Les modèles calibrés sur l’économie américaine suggèrent un effet total récessif : pour 13 points de hausse des droits de douane moyens – une hypothèse crédible au vu des annonces récentes – le PIB américain déclinerait de 0,9 point à l’horizon cyclique. Un ralentissement important, mais pas suffisant pour déclencher une récession.

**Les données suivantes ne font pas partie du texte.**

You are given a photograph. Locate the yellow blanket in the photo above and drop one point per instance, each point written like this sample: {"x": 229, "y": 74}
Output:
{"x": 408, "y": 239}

Cette analyse néglige cependant trois éléments importants. Premièrement, elle ne tient pas compte des représailles potentielles des partenaires commerciaux. En cas de représailles généralisées, le PIB américain pourrait chuter de 3,0 points, ce qui constituerait un choc bien plus conséquent. Deuxièmement, il faut considérer l’impact négatif de l’incertitude sur le comportement des acteurs économiques. Selon certaines estimations, cette incertitude pourrait réduire le PIB américain d’au moins 0,5 point dans les prochains trimestres. Enfin, il est essentiel de prendre en compte la réaction des conditions financières, qui pourrait également freiner la croissance. Bien que ces conditions se soient améliorées ces dernières semaines en raison des nombreux revirements de l’administration Trump, il ne faut pas oublier que la banque centrale américaine ne devrait pas être en mesure d’adopter rapidement une politique accommodante, étant donné la hausse probable de l’inflation.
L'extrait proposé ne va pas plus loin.